It is a big ugly building surrounded by a wide berm and a barbed-wire fence. It has small windows, and security guards at all the doors to keep people out.
With that image in mind, is it any wonder that most young people don’t aspire to careers in such hostile-looking facilities?
This observation comes from Keith Campbell, director of Pennsylvania’s Industrial Maintenance Training Center. The IMTC is a cooperative effort between industry and government aimed at getting more trained employees for the state’s industrial firms. Campbell is finding out just what kind of obstacles he must overcome to fill the pipeline with promising job candidates. Manufacturing’s perception problems among the nation’s youth have been widely chronicled, so you would think Campbell could find a lot of companies eager to put on a good face for potential new hires in secondary schools. He floated the concept of opening plants and giving tours so school kids could see what went on inside factory walls.
The idea went nowhere. “The answer among manufacturers was pretty much no,” says Campbell. A variety of issues, among them the legal liabilities involved, conspired to thwart him.
But a bad image isn’t the only problem Campbell faces.
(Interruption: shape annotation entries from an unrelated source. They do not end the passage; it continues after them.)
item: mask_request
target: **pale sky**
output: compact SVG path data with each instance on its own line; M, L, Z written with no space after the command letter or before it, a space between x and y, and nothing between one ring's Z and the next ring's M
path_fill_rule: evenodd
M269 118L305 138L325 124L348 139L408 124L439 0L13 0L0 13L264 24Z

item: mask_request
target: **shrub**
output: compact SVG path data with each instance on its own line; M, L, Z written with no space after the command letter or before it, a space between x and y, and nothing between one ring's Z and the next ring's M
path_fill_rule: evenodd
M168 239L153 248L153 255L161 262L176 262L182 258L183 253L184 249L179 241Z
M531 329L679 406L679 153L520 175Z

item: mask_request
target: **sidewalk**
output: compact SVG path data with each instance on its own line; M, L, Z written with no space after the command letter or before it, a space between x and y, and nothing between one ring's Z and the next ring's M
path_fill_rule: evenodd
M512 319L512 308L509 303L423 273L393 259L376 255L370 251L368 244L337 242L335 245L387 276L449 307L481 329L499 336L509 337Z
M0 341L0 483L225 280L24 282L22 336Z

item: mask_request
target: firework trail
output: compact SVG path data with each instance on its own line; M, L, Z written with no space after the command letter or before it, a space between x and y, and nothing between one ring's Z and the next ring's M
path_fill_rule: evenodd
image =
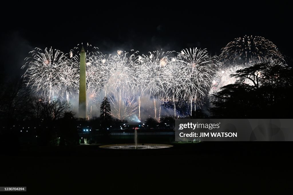
M247 36L236 38L222 49L220 60L226 64L248 65L266 56L283 61L277 46L263 37Z
M176 108L187 105L191 114L207 96L215 100L213 94L235 83L230 75L237 70L256 63L283 63L275 45L260 37L236 39L222 49L219 61L206 49L196 48L146 55L118 50L112 55L87 46L88 111L91 110L90 104L97 106L106 96L112 114L121 119L137 113L140 119L144 105L148 105L144 110L153 111L153 117L159 120L161 105L173 104L176 116ZM75 48L66 54L52 48L36 48L22 67L26 69L26 84L43 96L52 99L58 95L69 101L79 91L79 50Z
M65 77L63 74L74 71L71 69L71 61L63 52L52 47L43 51L36 48L30 54L31 56L25 58L26 62L22 68L27 69L23 76L27 85L36 93L50 99L63 94L63 85L71 85L69 82L73 76Z
M180 72L185 78L181 84L185 93L181 98L190 101L190 114L193 103L202 100L207 93L213 68L215 65L213 57L208 54L206 49L197 48L182 50L178 53L178 60L182 62Z

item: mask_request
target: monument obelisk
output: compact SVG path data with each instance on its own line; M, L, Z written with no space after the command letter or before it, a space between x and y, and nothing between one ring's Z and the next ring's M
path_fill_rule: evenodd
M79 71L79 99L78 116L86 118L86 52L83 46L80 51Z

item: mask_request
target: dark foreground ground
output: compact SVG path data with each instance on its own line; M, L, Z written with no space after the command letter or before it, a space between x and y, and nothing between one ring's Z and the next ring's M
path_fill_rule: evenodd
M2 155L0 183L38 194L263 194L292 183L290 142L173 145L136 150L98 145L23 147Z

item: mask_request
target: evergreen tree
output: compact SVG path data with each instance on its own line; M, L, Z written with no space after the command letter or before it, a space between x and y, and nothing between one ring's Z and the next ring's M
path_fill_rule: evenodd
M107 96L104 98L102 102L100 112L101 113L100 116L103 119L109 119L111 118L111 106Z

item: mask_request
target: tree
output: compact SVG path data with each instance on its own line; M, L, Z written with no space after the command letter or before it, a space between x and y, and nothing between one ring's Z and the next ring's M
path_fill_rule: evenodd
M277 62L256 64L237 71L237 80L214 95L209 109L213 117L289 118L293 108L292 69Z
M100 116L102 119L107 120L111 118L111 106L107 96L105 96L102 102L100 111L101 113Z
M148 118L145 120L145 126L147 128L156 128L158 125L158 121L154 118Z
M0 84L0 120L2 125L12 125L26 119L31 102L30 91L16 79Z
M46 121L55 121L63 117L72 107L66 101L37 96L32 105L33 117Z

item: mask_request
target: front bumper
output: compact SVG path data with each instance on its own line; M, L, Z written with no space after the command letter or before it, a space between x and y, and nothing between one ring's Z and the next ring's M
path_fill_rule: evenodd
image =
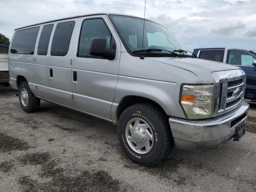
M0 71L0 83L7 83L10 80L8 71Z
M169 118L177 148L202 151L216 148L234 137L236 128L247 118L249 105L243 102L238 108L218 117L203 120Z

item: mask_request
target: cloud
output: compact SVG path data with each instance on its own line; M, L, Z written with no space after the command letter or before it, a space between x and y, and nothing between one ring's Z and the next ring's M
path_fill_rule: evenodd
M107 12L143 17L145 1L26 0L21 2L20 0L0 0L0 19L4 22L0 21L0 33L9 38L15 28L69 16ZM190 49L220 45L230 47L238 44L238 42L248 47L246 49L255 48L256 40L252 37L255 37L255 0L147 0L146 3L146 18L166 27Z
M226 27L220 27L217 29L212 29L212 32L219 35L229 35L232 34L236 31L245 29L246 25L241 22L234 25L231 25Z
M256 28L247 31L244 35L250 37L256 37Z
M4 21L0 21L0 27L2 27L9 24L8 22Z

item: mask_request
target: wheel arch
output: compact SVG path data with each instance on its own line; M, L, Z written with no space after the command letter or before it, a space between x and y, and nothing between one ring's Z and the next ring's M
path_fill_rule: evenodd
M124 97L118 105L116 112L116 120L118 122L119 118L122 112L132 105L139 103L148 103L154 106L159 110L161 110L165 115L167 115L163 108L155 101L146 97L135 95L127 96Z
M20 88L20 84L23 82L23 81L28 81L27 79L25 77L22 76L22 75L18 75L17 76L16 78L16 83L17 83L17 87L18 88Z

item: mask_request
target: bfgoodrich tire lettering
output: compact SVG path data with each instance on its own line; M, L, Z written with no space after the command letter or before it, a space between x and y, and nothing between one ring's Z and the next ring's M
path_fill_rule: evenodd
M24 94L26 93L26 102L24 102ZM26 81L22 82L20 85L19 92L20 103L22 109L27 113L37 111L40 106L40 99L36 97L29 88L28 83ZM22 102L22 100L23 102Z
M154 145L147 153L137 153L132 146L131 147L128 143L130 141L127 139L126 128L127 123L134 118L146 122L153 132ZM160 109L150 104L136 104L125 110L118 121L118 133L120 143L125 153L134 162L144 166L157 165L166 158L174 145L167 117ZM139 136L136 138L138 138L135 140L136 142L140 139Z

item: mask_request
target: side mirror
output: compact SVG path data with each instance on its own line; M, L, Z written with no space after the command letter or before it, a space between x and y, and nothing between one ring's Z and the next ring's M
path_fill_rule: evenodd
M100 56L112 60L116 56L116 50L106 48L106 39L94 38L91 40L90 55Z

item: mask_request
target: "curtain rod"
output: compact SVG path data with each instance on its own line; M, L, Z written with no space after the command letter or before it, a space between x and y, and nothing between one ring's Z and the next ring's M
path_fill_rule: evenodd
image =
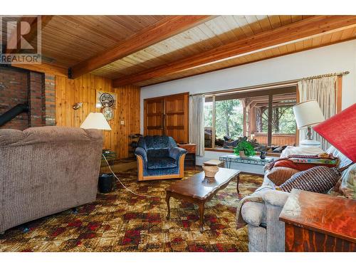
M268 88L271 88L273 87L278 88L278 87L291 85L293 84L296 85L298 82L299 82L300 80L305 80L317 79L317 78L323 78L323 77L342 76L344 75L347 75L349 73L350 73L350 71L347 70L347 71L343 71L341 73L322 74L322 75L315 75L315 76L302 78L300 79L286 80L284 82L267 83L265 85L246 86L246 87L242 87L240 88L221 90L218 90L218 91L211 91L211 92L206 92L206 93L198 93L196 94L190 94L189 96L201 95L211 95L223 93L229 93L229 92L232 93L232 92L236 92L236 90L242 92L242 91L248 90L249 89L268 89Z
M343 76L344 75L347 75L349 73L350 73L350 71L347 70L347 71L344 71L342 73L322 74L322 75L318 75L316 76L310 76L310 77L303 78L301 80L313 80L313 79L318 79L318 78L323 78L323 77Z

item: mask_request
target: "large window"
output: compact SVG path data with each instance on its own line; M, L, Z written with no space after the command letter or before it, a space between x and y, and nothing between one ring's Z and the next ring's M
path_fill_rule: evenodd
M261 146L294 145L295 92L288 86L206 96L205 147L231 149L244 136Z

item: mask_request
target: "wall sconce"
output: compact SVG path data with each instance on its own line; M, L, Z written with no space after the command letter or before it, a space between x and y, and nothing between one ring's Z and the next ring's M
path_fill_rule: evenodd
M83 102L80 102L80 103L75 103L72 108L74 110L78 110L79 108L81 108L83 105Z

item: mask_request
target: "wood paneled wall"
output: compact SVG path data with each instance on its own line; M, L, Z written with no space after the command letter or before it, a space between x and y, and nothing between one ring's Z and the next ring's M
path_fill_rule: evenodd
M79 127L95 108L96 90L116 93L117 105L114 119L109 121L111 131L104 131L104 148L114 150L119 158L127 157L129 135L140 132L140 88L133 85L112 88L111 79L86 74L70 80L56 76L56 120L58 126ZM83 102L74 110L72 105ZM123 121L123 125L121 122Z

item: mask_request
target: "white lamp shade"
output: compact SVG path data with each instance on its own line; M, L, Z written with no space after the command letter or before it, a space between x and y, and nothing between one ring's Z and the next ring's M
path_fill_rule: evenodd
M298 129L313 126L325 120L317 100L308 100L293 107Z
M104 115L101 112L90 112L84 120L80 128L83 129L98 129L110 130L110 125L108 123Z

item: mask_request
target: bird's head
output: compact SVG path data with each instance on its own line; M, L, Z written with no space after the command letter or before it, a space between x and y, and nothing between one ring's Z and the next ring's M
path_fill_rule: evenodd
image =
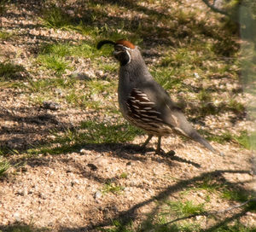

Compensation for trained technicians, field service engineers, and maintenance personnel hasn’t kept pace with what’s available in other areas of the economy. “Right now, people hauling the goods around in trucks can make about as much as knowledge workers who produce the goods being hauled,” he says.
Campbell made these comments at the recent Pack Expo show, considered the premier venue for manufacturers of packaging equipment. If opinions expressed there are any indication, compensation and a poor image aren’t the only problems facing manufacturers. Another is that workers who do find industrial jobs just aren’t being trained to hit the ground running.
Contrast the situation in the U.S. with that of Germany. German manufacturers have no trouble finding candidates for factory work. And, contends Elau Inc.’s John Kowal, German maintenance technicians get an education that is more directly useful on the factory floor than that of degreed engineers in the U.S. “American engineers never even see a PLC or a motion controller in school,” he says. Kowal should know: He works for a company that has a German parent.
Automation technicians in Germany study for four years while spending half their time on practical factory work. The best of these candidates compete to become what’s called a mechatronic technician, a position that is well recognized in the German manufacturing industry and which holds a certain amount of prestige.
Prestige is a foreign concept to U.S. workers engaged in industrial work. It is one of the fronts that will have to be overhauled if factories are to ever be more than big ugly buildings to the next generation of U.S. high-school graduates.